4. It is true that the High Court has rejected a good part of the prosecution case regarding the motive or the actual cause of the occurrence but it has accepted the main details of the occurrence which resulted in injuries three persons and death of two others. It has made a very scientific approach to the case, has given the maximum possible benefit of doubt to those of the accused against whom there were no sufficient materials, and has taken care to convict only those accused persons (namely, the appellants before us) whole participation if the assault was proved beyond reasonable doubt.

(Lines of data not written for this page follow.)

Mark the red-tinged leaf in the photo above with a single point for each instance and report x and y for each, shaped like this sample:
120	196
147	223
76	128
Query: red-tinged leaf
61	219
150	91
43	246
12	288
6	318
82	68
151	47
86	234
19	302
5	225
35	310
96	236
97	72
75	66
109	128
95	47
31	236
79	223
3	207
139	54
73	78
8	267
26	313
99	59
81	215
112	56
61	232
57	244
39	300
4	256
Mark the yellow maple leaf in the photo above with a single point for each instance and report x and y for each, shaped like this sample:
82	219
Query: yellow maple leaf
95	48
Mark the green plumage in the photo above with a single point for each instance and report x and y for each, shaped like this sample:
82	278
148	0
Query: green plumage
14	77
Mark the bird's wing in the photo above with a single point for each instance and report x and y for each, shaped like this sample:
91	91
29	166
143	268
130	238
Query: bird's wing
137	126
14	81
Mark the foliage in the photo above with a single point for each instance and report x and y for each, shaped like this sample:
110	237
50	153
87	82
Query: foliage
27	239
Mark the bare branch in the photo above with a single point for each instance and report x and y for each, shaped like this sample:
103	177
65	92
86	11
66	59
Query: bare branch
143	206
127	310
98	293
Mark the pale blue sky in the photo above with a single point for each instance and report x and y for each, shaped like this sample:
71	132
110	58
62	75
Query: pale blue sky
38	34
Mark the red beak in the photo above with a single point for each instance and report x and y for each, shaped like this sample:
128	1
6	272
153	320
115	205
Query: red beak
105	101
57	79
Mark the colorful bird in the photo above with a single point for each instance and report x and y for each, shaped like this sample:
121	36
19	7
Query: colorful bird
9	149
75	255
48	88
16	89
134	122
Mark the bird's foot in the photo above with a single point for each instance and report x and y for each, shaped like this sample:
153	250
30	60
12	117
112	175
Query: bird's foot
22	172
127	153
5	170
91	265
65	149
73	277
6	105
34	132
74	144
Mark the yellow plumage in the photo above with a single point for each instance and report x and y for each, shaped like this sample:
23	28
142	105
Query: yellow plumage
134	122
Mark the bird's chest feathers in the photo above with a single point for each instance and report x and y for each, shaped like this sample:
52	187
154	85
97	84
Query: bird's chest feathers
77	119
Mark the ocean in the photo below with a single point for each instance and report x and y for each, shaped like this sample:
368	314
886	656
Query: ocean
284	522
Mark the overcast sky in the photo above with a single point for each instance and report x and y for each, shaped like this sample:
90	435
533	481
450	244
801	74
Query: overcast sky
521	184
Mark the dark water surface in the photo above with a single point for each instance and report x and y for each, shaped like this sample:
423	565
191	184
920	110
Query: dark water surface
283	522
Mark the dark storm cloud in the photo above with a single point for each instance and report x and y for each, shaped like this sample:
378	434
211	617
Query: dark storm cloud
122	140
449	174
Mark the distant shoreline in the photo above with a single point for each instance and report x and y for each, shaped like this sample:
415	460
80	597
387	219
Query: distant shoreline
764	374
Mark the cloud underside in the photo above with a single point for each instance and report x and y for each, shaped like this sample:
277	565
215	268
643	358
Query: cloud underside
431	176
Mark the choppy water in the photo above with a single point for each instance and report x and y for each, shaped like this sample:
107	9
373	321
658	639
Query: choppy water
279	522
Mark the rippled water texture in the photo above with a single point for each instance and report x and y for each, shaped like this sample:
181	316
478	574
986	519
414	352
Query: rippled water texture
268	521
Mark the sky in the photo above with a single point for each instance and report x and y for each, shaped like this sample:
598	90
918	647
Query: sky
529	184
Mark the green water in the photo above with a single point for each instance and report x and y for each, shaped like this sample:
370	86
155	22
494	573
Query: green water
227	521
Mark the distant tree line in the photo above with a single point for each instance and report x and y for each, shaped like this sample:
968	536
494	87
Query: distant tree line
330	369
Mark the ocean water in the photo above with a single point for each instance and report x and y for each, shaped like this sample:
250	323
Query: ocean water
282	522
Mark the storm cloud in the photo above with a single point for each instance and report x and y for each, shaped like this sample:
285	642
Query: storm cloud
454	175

5. Mr. Goyal appearing for the appellants submitted that having disbelieved the essential details of the prosecution case, the High Court ought not to have convicted the appellants but should have acquitted all the accused. In the first place, the High Court has not disbelieved the essential details of the prosecution case but has merely tried to disengage the truth from falsehood, the grain from the chaff and in this process it has acquitted all those accused against whom the evidence was not acceptable or who could be reasonably suspected of having been implicated due to enemity. The standard adopted by the High Court was, that where an accused was shown to have taken part in the assault armed with a weapon which actually caused injuries to the prosecution witnesses or the deceased, who was to be convicted. As between the deceased and the injured prosecution witnesses there were as many as 60 injuries whereas not a single accused suffered any injury on his person. In these circumstances it cannot be said that there was a free fight between complainants party and the accused. The occurrence, according to the High Court, had taken place at an appreciable distance from the field in dispute and there was no justification for accused persons to have engaged themselves variously armed with deadly weapons in a fight with the prosecution party caused fatal injuries on the two deceased and serious injuries to three others. Mr. Goyal. specially stressed the fact that the evidence shows that the prosecution party had used lathis and argued that this would indicate that the appellants, if at all, had morally exceeded the right of private defence. We are however unable to agree with this argument because if members of the prosecution party were attacked by the accused persons variously, armed, they had to defend themselves end if they wielded lathis in self-defence, that would not give any right of private defence to the appellants. The fact of the matter is that none of the appellants had received any injuries and the High Court merely conjectured that they might have received injuries as a result of the blows given by some of the prosecution witnesses. Having carefully considered the evidence and circumstances of the case coupled with the scientific analysis made by the High Court, we are not at all satisfied that it is a fit case which calls for our interference. Accordingly, we find not merit in the appeal which is dismissed.